Articles

Solusi Tabungan Rumput Laut Bagi Anggota FoRLa Alor

    Read 379 times berita

Tanggal 19 Oktober 2015 lalu FoRLa kembali menggelar “Sosialisasi Rencana Aksi Tabungan Rumput dan Pelatihan Quality Control Produk Rumput Laut Kering”. Bertempat di kantor FoRLa Alor, Jln Hasanudin Kel. Binongko-Alor/NTT, sosialisasi ini diberikan kepada para motivator dan perwakilan pembudidaya dari desa di Kecamatan Kabola, Alor Barat Laut, Pantar dan Pantar Barat Laut (Pante Deere, Alaang, Wailawar, Kayang/Kalondama Barat, Alila, Bana, Wetabua, Wahing-Aimoli). Pemateri tentang tabungan rumput laut adalah Asyari Abdul Karim selaku Bendahara FoRLa dan Emy Maro selaku Sekretaris dan Koordinator Pusat Informasi FoRLa. Sistem dibangun sesederhana mungkin sehingga mudah dijalankan oleh anggota. Para motivator sebagai ujung tombak di lapangan akan menjadi kunci penerapan tabungan di masing-masing desa.
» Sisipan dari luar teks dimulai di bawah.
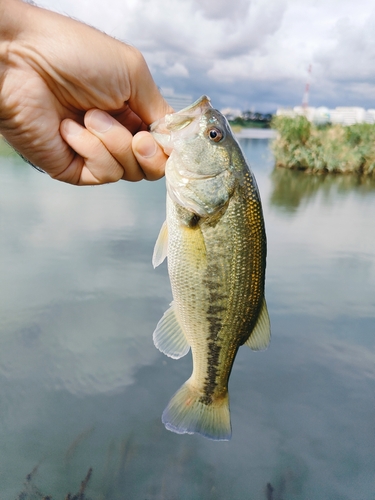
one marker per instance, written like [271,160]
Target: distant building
[231,113]
[177,101]
[344,115]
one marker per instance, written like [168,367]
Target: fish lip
[166,124]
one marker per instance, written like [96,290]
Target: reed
[322,149]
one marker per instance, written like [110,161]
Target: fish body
[215,241]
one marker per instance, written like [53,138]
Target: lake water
[83,388]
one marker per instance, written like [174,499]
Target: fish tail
[187,413]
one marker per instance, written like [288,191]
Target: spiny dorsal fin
[261,335]
[161,246]
[169,337]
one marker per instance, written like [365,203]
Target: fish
[214,240]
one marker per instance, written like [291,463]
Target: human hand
[56,77]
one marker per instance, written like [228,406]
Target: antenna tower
[305,99]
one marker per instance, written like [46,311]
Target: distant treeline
[329,148]
[252,119]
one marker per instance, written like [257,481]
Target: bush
[333,148]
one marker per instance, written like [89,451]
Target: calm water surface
[82,386]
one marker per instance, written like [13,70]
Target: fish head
[200,172]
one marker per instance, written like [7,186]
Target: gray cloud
[247,53]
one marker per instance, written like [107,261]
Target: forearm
[12,16]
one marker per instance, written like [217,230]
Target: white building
[344,115]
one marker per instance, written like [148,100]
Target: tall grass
[331,148]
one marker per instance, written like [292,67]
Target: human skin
[74,101]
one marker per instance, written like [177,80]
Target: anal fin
[261,335]
[169,337]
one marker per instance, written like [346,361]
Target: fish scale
[215,241]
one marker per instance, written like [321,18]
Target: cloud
[245,50]
[177,69]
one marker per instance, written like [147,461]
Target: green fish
[215,241]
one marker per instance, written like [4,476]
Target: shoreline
[256,133]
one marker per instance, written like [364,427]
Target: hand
[57,76]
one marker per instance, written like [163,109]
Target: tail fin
[187,414]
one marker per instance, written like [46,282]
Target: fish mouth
[181,119]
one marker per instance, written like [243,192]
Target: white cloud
[256,50]
[177,69]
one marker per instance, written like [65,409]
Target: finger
[150,156]
[145,99]
[93,163]
[117,139]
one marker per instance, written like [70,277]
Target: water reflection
[82,387]
[290,188]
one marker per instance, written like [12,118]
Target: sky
[247,54]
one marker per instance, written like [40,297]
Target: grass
[331,148]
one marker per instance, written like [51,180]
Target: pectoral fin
[161,246]
[169,337]
[261,335]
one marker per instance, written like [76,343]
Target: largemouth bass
[215,241]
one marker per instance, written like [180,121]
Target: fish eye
[215,134]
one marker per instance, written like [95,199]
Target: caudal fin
[187,414]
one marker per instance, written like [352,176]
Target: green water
[82,386]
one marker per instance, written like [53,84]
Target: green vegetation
[329,148]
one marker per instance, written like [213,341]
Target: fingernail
[146,146]
[72,128]
[100,121]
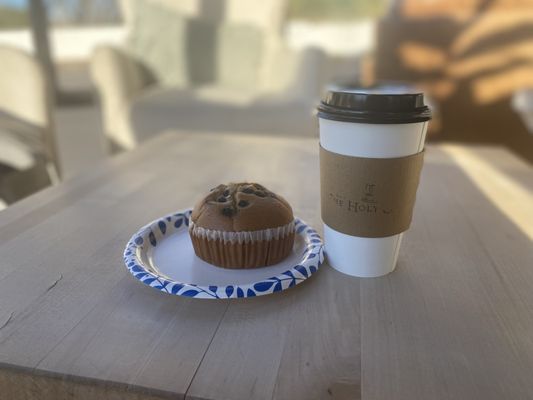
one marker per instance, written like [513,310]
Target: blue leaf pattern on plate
[312,257]
[263,286]
[229,291]
[151,236]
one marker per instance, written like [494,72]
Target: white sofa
[202,74]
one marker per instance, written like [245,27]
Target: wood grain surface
[454,321]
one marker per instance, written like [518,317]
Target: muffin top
[243,206]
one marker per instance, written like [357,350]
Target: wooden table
[454,321]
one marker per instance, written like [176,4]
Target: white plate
[161,256]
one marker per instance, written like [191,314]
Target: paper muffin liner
[238,250]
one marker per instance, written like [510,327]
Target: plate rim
[151,233]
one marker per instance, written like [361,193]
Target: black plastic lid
[381,104]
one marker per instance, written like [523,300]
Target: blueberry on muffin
[242,225]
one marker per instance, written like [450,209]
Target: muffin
[242,225]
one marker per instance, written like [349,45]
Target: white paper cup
[366,256]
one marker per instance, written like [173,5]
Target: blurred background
[84,80]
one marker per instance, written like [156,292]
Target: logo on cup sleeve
[367,203]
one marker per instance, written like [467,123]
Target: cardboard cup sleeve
[368,197]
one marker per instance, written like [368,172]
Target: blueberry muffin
[242,225]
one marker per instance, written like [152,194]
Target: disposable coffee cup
[371,154]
Sosialisasi sistem tabungan yang disampaikan pengurus FoRLa mendapat tanggapan positif dari seluruh peserta yang hadir. Peserta terlihat antusias dan banyak memberikan ide-ide segar guna mendukung rencana yang akan dilaksanakan dalam waktu dekat ini.

Pemaparan Leksy Selan untuk Identifikasi Rumput Laut Kering Yang Berkualitas  © Nur Ahyani/WWF-Indonesia
Pemaparan Leksy Selan untuk Identifikasi Rumput Laut Kering Yang Berkualitas © Nur Ahyani/WWF-Indonesia

Pertahunnya anggota FoRLa sepakat menyetor 10 kg rumput laut kering ditambah dengan 1 kg untuk antisipasi susut. Itikad ini adalah perkembangan yang menarik karena menabung sebenarnya belum menjadi budaya diantara pembudidaya. Mereka mulai berpikir manfaat dari menabung dan tertarik karena tabungan bisa dimulai hanya dengan 10 kg rumput laut kering/tahun dan sewaktu-waktu hasilnya dapat diambil. Untuk mensiasati jumlah tabungan yang masih kecil pada tahun pertama, disepakati setiap anggota baru dapat mencairkan dana tabungannya pada tahun kedua.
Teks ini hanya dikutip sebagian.